Transmembrane and intracellular signaling pathways require a high level of spatial and temporal regulation to convey the appropriate inputs. The temporal control of the cAMP-signaling pathway is not only due to signal generation by the AC, but also depends on the action of cAMP–phosphodiesterases (PDEs), and different cell types may have high or low constitutive turnover of cAMP (Baillie et al. 2005, Conti & Beavo 2007). Moreover, spatial control is achieved through association with anchoring proteins that ensure specificity in signal transduction by placing enzymes close to their cognate effectors and substrates. A-kinase-anchoring proteins (AKAPs) provide the means to achieve both spatial control of PKA signaling by regulating proximity as well as facilitating good temporal control by placing PKA optimally versus small pools of cAMP that are discretely temporally regulated. Indeed, AKAPs target PKA to their specific substrates and assemble multiprotein signal complexes that also include phosphoprotein phosphatases and PDEs, which control the temporal aspect of the regulation of the cAMP-signaling pathway (Michel & Scott 2002, Tasken & Aandahl 2004, Baillie et al. 2005; Fig. 2). The role of AKAPs in the specificity of cAMP signal transduction is discussed in this review.

Figure 2

Illustration of AKAP properties. (A) AKAPs share three common properties: 1) AKAPs bind to the regulatory subunit of PKA through a conserved anchoring domain; 2) a unique subcellular targeting domain directs AKAP-signaling complexes to discrete locations inside a cell; and 3) additional binding sites for other signaling proteins such as kinases, phosphatases, or potential substrates. (B) Ribbon diagram of the NMR structure of RIIα (1–43) dimer (yellow, blue, and red) and the AKAP amphipathic helix peptide (green; Newlon et al. 2001) depicted using Accelrys Discovery Studio 2.5.1 based on the coordinates from PDB (http://www.rcsb.org/pdb/explore/explore.do?structureId=2DRN).

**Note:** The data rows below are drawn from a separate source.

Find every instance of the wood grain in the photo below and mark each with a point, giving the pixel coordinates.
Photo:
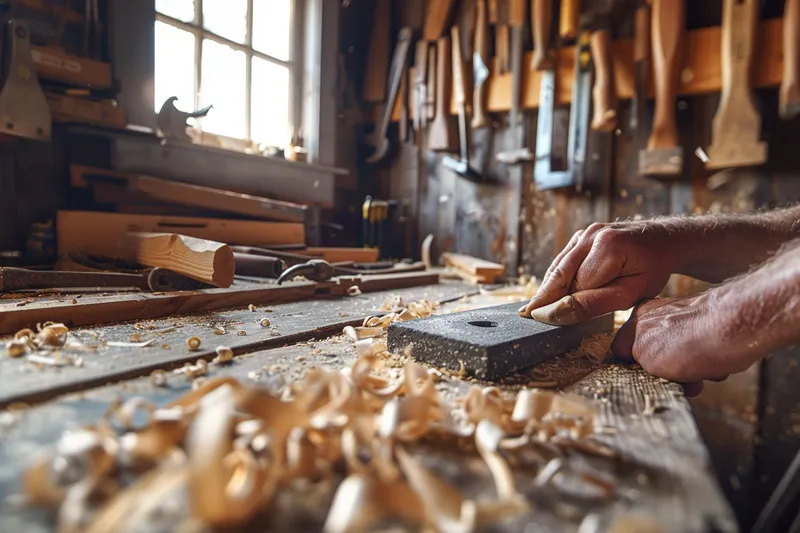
(100, 232)
(207, 261)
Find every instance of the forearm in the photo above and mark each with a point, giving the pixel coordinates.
(760, 311)
(717, 247)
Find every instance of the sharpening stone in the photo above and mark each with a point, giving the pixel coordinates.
(493, 342)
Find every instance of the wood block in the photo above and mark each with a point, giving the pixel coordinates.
(492, 342)
(480, 269)
(208, 261)
(100, 232)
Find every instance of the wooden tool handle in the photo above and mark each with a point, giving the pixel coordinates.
(641, 37)
(541, 21)
(436, 18)
(568, 19)
(668, 19)
(208, 261)
(479, 114)
(790, 85)
(604, 93)
(516, 12)
(459, 90)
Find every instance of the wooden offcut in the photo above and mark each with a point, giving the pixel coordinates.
(100, 232)
(207, 261)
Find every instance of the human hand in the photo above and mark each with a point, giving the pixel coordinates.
(605, 268)
(683, 339)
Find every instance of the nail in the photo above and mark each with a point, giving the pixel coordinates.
(560, 313)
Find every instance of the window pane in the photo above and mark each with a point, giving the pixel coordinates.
(227, 18)
(272, 22)
(179, 9)
(269, 119)
(223, 85)
(174, 69)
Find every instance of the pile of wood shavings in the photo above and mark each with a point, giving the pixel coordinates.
(221, 454)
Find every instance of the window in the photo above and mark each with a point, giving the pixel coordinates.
(237, 55)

cAMP signaling and compartmentalization

Heterotrimeric G proteins are comprised of α, β, and γ subunits (Gα, Gβ, and Gγ). In the resting state, the α subunit is bound to GDP and is associated with βγ subunits. The GDP-bound heterotrimer is coupled to GPCRs, which upon binding of an extracellular ligand activates the trimeric G protein by increasing the rate of GDP–GTP exchange on the Gα subunit. The GTP-bound, active, Gα subunit dissociates from the Gβγ subunits; these subunits then activate their respective effectors. The ubiquitously expressed G protein Gαs mediate receptor-dependent activation of one of several isoforms of AC resulting in increase in intracellular cAMP synthesized from ATP. cAMP mediates its effects through several effector molecules including PKA (Walsh et al. 1968), exchange proteins activated by cAMP (Epac; De Rooij et al. 1998, Kawasaki et al. 1998), and the cyclic nucleotide-gated ion channels (Nakamura & Gold 1987). For review and references, see Tasken & Aandahl (2004), Bos (2006), Beene & Scott (2007), Taylor et al. (2008) and Biel (2009) and Fig. 1.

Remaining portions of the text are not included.